Question

For instance, is the following possible:

#define definer(x) #define #x?
Was it helpful?

Solution

Though your syntax is invalid, the answer to your question is technically yes. But it can only be accomplished by nasty tricks that make your code unreadable and unmaintainable.

See also: http://www.ioccc.org/years.html#1995_vanschnitz and http://www.ioccc.org/years.html#2004_vik2

OTHER TIPS

No, you can't do that.
The pound (#) symbol has a different meaning while in a definition. it means - if this is an argument, make it a string by quoting it.

You cannot nest C preprocessor directives.
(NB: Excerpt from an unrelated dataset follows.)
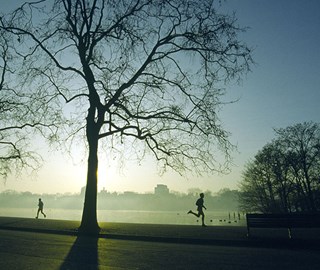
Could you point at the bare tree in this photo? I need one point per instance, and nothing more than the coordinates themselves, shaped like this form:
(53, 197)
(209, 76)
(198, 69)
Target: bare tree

Luckily, it is almost never necessary. If you really need that kind of power, you will almost certainly be better off with another preprocessor that you run before handing off the code to the C compiler. For example:

sed 's/@CUSTOMER@/J. Random Person/' foo.c.in > foo.c
cc foo.c

Another useful trick is to isolate the trickery into a single header file, which is generated by a program you write yourself:

./generate-trickery --greet 'J. Random Person' > foo.h

where foo.h will look like something like this:

#define GREET(x) ("J. Random Person greets you, " #x)

If you tie this together with a Makefile, or some other automation, it will be pretty seamless and not trip up your development much.

No, you can't do that.

You can reference one macro from another, but you cannot define one macro from another.

If you are trying to create a segment of preprocessor code that can be called multiple times to perform slightly different things, one (moderately awful) way you can do this is to isolate the code into a single .h file which you then #include several times. The idea is that each time you #include the file you are "calling your routine" -- you "pass arguments" by first #defineing certain preprocessor constants that the included file refers to.

One place where I've seen this be useful is in generating "smart" enumerations that can convert to/from their "stringized" forms (which is useful for I/O). You create a .h file containing e.g.

ENUMVAL(foo)
ENUMVAL(bar)
ENUMVAL(baz)

and then later #include this file twice: once where ENUMVAL() is defined in such a way as to create an enum declaration, and once when ENUMVAL() is defined in such a way as to produce an array of stringized names. By doing it this way, you don't need to specify the list of actual tokens more than once.

#define definer(x) #define #x?

#x is a stringification of x. You can't #define a string token. (#define "foo".) It has to be an identifier [a-zA-Z0-9_]* token.

You can't nest #define's like that. You can't have a #define in a #define.

You can have #if's inside #if blocks.

#ifdef FOO

#ifdef BAR
 ...
#else // BAR
 ...
#endif // BAR

#else // FOO
 ...
#endif //FOO

You are also somewhat limited as to the expressions you can use in #if macros. But you can sometimes work around that. For example:

        /* Use CONCATENATE_4_AGAIN to expand the arguments to CONCATENATE_4 */
#define CONCATENATE_4(      a,b,c,d)  CONCATENATE_4_AGAIN(a,b,c,d)
#define CONCATENATE_4_AGAIN(a,b,c,d)  a ## b ## c ## d

    /* Creates a typedef that's legal/illegal depending on EXPRESSION.       *
     * Note that IDENTIFIER_TEXT is limited to "[a-zA-Z0-9_]*".              *
     * (This may be replaced by static_assert() in future revisions of C++.) */
#define STATIC_ASSERT( EXPRESSION, IDENTIFIER_TEXT)                     \
  typedef char CONCATENATE_4( static_assert____,      IDENTIFIER_TEXT,  \
                              ____failed_at_line____, __LINE__ )        \
            [ (EXPRESSION) ? 1 : -1 ]

Plus something like:

STATIC_ASSERT( sizeof(int1) == 1, sizeof_int1_equal_1 );

(Yes, I know about #include <stdint.h>. It's just an example.)